We recently upgraded our Dc to Server 2019 and changed the local IP.
I need to edit the DNS setting on both of our MR33 devices but can find no documentation on how to do this. Any help would be greatly appreciated.
Have you tried the methods in this document: https://documentation.meraki.com/MR/Monitoring_and_Reporting/Static_IP_Assignment_on_a_Cisco_Meraki_...
I'd post excerpts but they're fairly long. 🙂
Yes, I have tried that. The current setting is DHCP. When I change to Static, edit the DNS settings and click save, the value does not change. It stay on DHCP and the old DNs remains.
When you say value, do you mean the assigned IP? Or the place where you config a static IP on the AP itself?
If on the AP itself, is the config updating?
If it's staying on a DHCP IP address, are you getting an IP address on the same subnet as the static would be? Can that AP ping the gw for the static IP?
I removed the old DHCP entries for both APs. I then edited as described on the help page you posted, setting the IP to a different static IP, added the gateway and DNS server IPS, clicked save and restarted both APs.
This snip shows my changes
This snip shows the results after restarting one of the APs. The values are the same as they were before the changes made above.
Why can't you leave the AP on DHCP and just pick up the new settings from your DHCP server?
@PhilipDAth wrote:Why can't you leave the AP on DHCP and just pick up the new settings from your DHCP server?
Honestly, this. I'm in an environment where people are forcing manually configured static IPs.
My preference would be DHCP reservation, specifically so you can easily change things like DNS.
For whatever reason, the DHCP server, which is installed on the primary DC, is not pushing the new DNS address to the access points. This is why I wanted to try setting them as static, to force the DNS setting on the APs to point to the correct DNS servers.
Okay, if the DHCP server is being weird, I think that's where you need to be looking. Not so much on the APs, especially if you've already forced a reboot/forced them to grab a new lease.
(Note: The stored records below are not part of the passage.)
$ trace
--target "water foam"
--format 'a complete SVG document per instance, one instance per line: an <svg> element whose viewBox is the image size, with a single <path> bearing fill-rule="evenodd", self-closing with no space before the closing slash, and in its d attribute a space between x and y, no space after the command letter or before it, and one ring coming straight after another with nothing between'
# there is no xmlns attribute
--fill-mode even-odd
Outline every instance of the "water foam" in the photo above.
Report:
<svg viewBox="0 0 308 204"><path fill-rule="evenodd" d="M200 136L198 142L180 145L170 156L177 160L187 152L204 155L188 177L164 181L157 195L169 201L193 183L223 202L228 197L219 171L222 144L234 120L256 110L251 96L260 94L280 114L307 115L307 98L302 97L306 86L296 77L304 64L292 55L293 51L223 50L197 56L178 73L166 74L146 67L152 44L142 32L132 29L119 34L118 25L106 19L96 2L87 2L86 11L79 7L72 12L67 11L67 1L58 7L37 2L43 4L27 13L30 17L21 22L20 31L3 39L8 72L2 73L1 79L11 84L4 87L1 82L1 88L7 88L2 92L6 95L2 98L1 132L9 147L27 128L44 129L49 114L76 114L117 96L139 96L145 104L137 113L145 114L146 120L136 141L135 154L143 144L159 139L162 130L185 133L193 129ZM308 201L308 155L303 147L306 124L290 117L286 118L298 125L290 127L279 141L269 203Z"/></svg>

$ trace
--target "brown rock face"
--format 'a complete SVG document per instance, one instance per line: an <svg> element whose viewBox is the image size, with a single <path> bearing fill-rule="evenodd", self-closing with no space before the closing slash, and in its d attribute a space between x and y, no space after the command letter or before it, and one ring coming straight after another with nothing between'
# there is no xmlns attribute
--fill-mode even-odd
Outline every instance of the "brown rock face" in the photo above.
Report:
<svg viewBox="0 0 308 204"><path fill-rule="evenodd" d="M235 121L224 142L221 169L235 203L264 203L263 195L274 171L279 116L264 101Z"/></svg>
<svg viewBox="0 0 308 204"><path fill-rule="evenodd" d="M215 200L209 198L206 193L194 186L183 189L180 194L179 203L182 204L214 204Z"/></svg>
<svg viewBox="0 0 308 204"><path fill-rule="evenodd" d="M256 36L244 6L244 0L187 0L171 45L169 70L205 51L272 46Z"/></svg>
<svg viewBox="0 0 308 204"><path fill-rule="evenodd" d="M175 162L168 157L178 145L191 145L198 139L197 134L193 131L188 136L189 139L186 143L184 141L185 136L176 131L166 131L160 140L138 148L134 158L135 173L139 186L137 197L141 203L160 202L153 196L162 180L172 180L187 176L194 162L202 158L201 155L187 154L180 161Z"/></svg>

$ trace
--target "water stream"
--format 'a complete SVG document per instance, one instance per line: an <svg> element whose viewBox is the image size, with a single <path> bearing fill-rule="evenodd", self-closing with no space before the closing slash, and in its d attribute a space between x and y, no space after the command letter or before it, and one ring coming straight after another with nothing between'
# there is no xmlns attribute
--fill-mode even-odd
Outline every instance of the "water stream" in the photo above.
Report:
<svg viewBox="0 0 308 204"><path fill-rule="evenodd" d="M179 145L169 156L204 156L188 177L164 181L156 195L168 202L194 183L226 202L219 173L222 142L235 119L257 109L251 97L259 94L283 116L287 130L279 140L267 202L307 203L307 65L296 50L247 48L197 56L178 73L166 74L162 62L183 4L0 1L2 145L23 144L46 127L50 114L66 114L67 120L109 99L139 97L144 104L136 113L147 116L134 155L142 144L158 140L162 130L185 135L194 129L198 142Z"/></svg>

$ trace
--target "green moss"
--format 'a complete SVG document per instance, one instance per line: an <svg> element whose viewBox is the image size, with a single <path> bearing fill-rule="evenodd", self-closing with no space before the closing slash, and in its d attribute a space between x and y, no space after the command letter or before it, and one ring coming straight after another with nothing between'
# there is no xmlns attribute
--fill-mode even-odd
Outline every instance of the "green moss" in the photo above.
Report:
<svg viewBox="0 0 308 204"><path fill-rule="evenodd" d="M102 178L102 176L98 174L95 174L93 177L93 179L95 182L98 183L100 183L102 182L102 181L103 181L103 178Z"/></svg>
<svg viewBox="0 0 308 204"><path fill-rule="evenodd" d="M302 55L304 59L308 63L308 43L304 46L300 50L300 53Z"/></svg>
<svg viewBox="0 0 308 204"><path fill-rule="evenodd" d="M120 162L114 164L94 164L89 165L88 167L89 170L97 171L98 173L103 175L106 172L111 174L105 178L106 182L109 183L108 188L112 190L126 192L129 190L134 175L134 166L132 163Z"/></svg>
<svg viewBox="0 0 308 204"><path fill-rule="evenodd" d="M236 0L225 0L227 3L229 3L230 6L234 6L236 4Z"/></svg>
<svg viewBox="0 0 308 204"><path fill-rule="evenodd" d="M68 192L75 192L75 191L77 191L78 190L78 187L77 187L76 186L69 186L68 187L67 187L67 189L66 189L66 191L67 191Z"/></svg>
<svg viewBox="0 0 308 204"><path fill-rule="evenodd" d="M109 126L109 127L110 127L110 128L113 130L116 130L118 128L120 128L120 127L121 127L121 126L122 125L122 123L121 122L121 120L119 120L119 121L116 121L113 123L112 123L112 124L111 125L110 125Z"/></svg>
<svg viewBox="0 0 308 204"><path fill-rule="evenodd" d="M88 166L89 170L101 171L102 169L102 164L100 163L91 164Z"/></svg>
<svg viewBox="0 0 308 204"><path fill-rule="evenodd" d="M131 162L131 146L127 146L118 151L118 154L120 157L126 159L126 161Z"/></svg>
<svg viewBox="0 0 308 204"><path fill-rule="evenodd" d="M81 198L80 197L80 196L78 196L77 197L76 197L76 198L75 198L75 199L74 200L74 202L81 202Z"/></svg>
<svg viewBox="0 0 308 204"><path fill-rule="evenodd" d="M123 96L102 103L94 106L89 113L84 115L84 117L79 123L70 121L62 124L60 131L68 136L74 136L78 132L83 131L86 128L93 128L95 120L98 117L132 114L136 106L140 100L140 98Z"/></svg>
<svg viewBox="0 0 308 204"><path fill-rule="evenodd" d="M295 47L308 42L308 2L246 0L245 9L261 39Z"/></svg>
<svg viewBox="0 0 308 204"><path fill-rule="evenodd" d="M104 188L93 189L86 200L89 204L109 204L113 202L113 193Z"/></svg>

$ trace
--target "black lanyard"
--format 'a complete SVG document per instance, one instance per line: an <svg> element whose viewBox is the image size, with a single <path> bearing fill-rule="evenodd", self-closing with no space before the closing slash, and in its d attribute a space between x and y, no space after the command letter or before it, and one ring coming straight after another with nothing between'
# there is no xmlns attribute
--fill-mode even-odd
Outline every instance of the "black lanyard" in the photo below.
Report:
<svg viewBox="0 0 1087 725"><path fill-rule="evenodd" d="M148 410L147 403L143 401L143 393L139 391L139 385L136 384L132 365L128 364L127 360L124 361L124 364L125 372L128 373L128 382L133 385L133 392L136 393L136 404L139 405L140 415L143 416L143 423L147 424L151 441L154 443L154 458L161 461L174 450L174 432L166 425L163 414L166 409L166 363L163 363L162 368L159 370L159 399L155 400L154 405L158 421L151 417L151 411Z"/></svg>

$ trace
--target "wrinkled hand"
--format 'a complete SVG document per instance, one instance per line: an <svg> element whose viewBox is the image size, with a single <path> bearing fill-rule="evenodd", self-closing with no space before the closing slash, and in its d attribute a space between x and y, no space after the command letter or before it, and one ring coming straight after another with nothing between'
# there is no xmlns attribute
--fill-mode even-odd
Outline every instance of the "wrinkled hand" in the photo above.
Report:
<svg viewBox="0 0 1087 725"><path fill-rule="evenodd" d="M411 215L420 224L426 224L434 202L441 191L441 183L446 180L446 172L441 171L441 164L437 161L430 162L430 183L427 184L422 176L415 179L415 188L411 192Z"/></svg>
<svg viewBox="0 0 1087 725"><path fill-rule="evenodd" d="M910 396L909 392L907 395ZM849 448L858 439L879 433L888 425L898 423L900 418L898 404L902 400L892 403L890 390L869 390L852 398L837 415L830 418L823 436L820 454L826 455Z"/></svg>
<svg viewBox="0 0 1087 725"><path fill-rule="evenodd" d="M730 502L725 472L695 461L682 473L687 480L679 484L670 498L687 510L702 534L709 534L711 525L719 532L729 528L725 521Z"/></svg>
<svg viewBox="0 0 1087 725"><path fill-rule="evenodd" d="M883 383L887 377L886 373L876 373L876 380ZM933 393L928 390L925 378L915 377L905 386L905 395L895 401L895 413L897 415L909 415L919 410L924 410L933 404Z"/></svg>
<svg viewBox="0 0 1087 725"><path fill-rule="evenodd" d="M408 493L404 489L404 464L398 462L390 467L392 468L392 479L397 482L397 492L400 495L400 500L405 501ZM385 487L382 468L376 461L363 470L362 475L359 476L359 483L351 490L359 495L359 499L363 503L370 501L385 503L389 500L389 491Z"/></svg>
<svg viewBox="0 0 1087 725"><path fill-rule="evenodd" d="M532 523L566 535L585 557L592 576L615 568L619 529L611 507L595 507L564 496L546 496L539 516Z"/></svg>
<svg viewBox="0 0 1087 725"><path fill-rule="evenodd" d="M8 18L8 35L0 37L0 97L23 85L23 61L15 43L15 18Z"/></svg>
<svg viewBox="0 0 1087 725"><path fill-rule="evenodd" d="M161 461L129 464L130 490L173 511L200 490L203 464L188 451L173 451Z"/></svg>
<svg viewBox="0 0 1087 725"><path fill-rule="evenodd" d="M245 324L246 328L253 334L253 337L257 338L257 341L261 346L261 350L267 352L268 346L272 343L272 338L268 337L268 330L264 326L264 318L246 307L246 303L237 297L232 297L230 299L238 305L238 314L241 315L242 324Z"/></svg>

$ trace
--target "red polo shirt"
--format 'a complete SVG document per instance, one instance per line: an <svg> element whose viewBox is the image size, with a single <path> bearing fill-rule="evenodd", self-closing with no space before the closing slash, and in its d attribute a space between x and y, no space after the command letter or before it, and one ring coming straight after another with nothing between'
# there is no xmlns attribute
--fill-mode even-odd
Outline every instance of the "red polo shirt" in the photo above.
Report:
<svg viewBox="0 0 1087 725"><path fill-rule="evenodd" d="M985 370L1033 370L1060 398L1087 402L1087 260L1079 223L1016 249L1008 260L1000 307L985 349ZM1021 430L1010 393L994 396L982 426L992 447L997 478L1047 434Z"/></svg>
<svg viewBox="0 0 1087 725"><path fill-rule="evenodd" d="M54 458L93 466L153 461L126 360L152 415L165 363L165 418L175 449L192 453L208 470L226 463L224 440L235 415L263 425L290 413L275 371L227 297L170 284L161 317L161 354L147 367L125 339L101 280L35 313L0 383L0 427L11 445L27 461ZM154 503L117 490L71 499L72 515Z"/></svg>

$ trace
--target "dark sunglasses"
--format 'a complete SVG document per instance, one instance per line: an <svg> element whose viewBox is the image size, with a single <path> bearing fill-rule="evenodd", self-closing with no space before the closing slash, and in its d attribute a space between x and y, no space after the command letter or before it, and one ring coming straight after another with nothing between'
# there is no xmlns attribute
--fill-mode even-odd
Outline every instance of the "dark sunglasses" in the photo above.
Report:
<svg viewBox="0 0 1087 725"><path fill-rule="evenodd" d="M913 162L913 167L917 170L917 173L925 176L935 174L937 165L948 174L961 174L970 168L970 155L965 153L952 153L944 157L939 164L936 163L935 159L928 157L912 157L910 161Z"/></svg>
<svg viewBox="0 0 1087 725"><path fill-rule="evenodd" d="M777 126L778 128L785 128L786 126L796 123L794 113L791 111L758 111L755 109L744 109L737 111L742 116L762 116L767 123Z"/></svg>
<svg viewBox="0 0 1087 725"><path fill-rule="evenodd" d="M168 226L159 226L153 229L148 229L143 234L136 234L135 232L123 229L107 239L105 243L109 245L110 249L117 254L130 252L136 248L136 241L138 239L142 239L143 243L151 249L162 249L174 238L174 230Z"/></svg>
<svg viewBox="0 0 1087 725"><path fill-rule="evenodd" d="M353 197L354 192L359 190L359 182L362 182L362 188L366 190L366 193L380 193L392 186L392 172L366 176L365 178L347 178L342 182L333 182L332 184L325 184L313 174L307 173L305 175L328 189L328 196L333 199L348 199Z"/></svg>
I'd do a packet capture and have a look at the DHCP process for one of the APs after reboot. Look at what's in there (what's the AP asking, what's the server giving). That should let you know where to look next.
I am very new to the Meraki environment. Where would I perform the packet capture on the AP
Absolutely positive the 192.168.100.14 address is no longer in use.
the vlan field must be empty when setting a static ip on the AP. assign it a IP in the native vlan thats configured on the connected switchport
It is empty
Have you updated the DHCP server to give out the new IP address for your new AD controller?
In my experience it takes a while for the web pages to update when you change the IP from DHCP to static on a new switch or AP. I just wait.